Lord (Ken) Maginnis failed to win re-election to Dungannon council having held a seat for some 20 years.
He was not defending his former seat, having moved to another district in an attempt to pick up another seat for the Ulster Unionist Party.
The former Fermanagh-South Tyrone MP, now a member of the House of Lords, last night refused to comment on his chances in the forthcoming election of replacing David Trimble as party leader.
With Lady Sylvia Hermon, the party's sole member of the House of Commons, retaining an open mind on the leadership question, Lord Maginnis and Lord Kilclooney - the former Mr John Taylor - have been mentioned as possible leaders, at least in the short term.
Lord Maginnis said last night he would neither seek nor refuse the leadership if that was his party's wish. His defeat in the local government election was not the only high-profile loss.
In Belfast, Billy Hutchinson, David Ervine's Progressive Unionist Party colleague, lost his council seat in north Belfast.
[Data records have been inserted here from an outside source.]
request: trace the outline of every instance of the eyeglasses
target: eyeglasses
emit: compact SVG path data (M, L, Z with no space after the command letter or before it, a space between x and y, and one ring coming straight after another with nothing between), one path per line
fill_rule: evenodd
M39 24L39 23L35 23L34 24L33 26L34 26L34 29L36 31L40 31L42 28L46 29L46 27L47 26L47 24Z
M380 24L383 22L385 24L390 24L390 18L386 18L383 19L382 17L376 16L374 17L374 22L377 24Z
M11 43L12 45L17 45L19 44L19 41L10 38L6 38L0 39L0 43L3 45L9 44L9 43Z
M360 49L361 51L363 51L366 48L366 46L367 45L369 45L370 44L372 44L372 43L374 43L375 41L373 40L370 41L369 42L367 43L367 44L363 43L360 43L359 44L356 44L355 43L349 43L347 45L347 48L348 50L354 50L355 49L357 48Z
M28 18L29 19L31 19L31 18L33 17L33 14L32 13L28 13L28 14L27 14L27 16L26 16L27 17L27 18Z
In Antrim, Sinn Féin's Martin Meehan failed to win a council seat while the SDLP's Donovan McClelland was also eliminated. Mr McClelland lost his South Antrim seat in the October 2003 elections to the suspended Stormont Assembly.
Joe Byrne, a former SDLP Assembly member in Omagh, lost his council seat. His fate is being linked to the overall success of Dr Kieran Deeny, an independent, anti-hospital closure candidate, and to local dissent within the SDLP.